Campus events across the country — such as the Lafayette/Lehigh Rivalry Blood Drive — have a significant impact on the national blood supply. According to the American Red Cross, high school and college students provide about 20% of blood donations, a large segment that impacts the overall numbers in a big way. Donations from other groups throughout the year close the gap left by students during the holiday and summer seasons, when shortages are most common due in part to colleges and high schools being out of session.
Donors Save Lives
Blood donors are essential to the U.S. healthcare system. Blood transfusions are given to patients in a wide range of circumstances, including serious injuries (such as in a car crash and burn victims), surgeries, childbirth, anemia, blood disorders, cancer treatments, and organ transplants.

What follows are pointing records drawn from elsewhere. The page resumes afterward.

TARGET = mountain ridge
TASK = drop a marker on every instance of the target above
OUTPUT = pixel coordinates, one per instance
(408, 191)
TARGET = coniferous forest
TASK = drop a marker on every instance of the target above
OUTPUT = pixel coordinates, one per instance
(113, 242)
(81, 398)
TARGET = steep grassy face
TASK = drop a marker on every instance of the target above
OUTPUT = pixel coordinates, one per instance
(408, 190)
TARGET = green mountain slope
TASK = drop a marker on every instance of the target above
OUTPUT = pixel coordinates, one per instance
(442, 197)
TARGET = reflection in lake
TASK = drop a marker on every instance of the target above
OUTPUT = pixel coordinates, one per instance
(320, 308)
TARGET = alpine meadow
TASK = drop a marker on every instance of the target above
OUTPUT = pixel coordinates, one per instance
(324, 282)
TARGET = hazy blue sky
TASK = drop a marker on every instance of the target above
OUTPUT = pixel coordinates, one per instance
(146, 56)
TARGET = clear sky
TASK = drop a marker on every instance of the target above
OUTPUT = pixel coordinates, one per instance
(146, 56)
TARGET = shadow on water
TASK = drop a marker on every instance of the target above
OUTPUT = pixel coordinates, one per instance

Red blood cells have a short shelf life of 42 days, and there is no substitute for blood products. In 2021 and 2022, the blood crisis in the Lehigh Valley required local blood banks and hospitals to ration their supplies, and any incoming trauma threatened to deplete their supply. As detailed in the Morning Call in January 2023, the Lehigh Valley blood supply has regained some of its strength, but the supply is still below preferred levels.
Falling Short
The blood supply can't always meet the demand because only 38% of the U.S. population is eligible to donate blood, and only about 2% of eligible people donate blood each year, according to Cedars-Sinai. While blood of all types is needed, blood centers often run short of types O and B red blood cells. Type O negative cells can be given to patients of all blood types and therefore are the first line of defense in a traumatic event when time is critical. Only 7% of people in the U.S. are type O negative, so it’s always in great demand and often in short supply. According to GivingBlood.org, statistics show that if all current blood donors gave three times a year, blood shortages would be a rare event — the current average is about two.
Time Well Spent
Gehar Bitar ’20 is lead medical technologist of quality control for Miller-Keystone Blood Center. Bitar reinforces that while the supply has improved in 2023, donation rates took a significant hit during COVID-19 and have yet to recover. Any significant trauma or mass casualty can greatly impact a hospital’s blood supply. Bitar explains that hospitals usually house their own supply and are replenished each day from a blood center such as Miller Keystone or the American Red Cross. MKBC services over a dozen hospitals as their primary blood center, and if its supply is unable to fulfill orders, the hospital needs to try another center or wait until the next day.
Bitar, whose undergraduate degree is in biochemistry, says that though we might be able to improve the time it takes to get the blood from donor to hospital, she doesn't think we are close to finding something that can 100% replace blood transfusions on a cellular level. She says that if we want to ensure there will be blood available for everyone who needs it nationwide, we need donors from all groups to step up, but especially in the 20s and 30s age groups where the rates are lowest. As noted in USA Today, fewer than 10% of blood donations come from ages 23-29 and approximately 12% from those in their 30s.
“It does not take a long time to donate a unit of blood,” Bitar says. “You can save somebody's life. Especially if you are a rarer blood type, it will get used. […] You could save a baby!”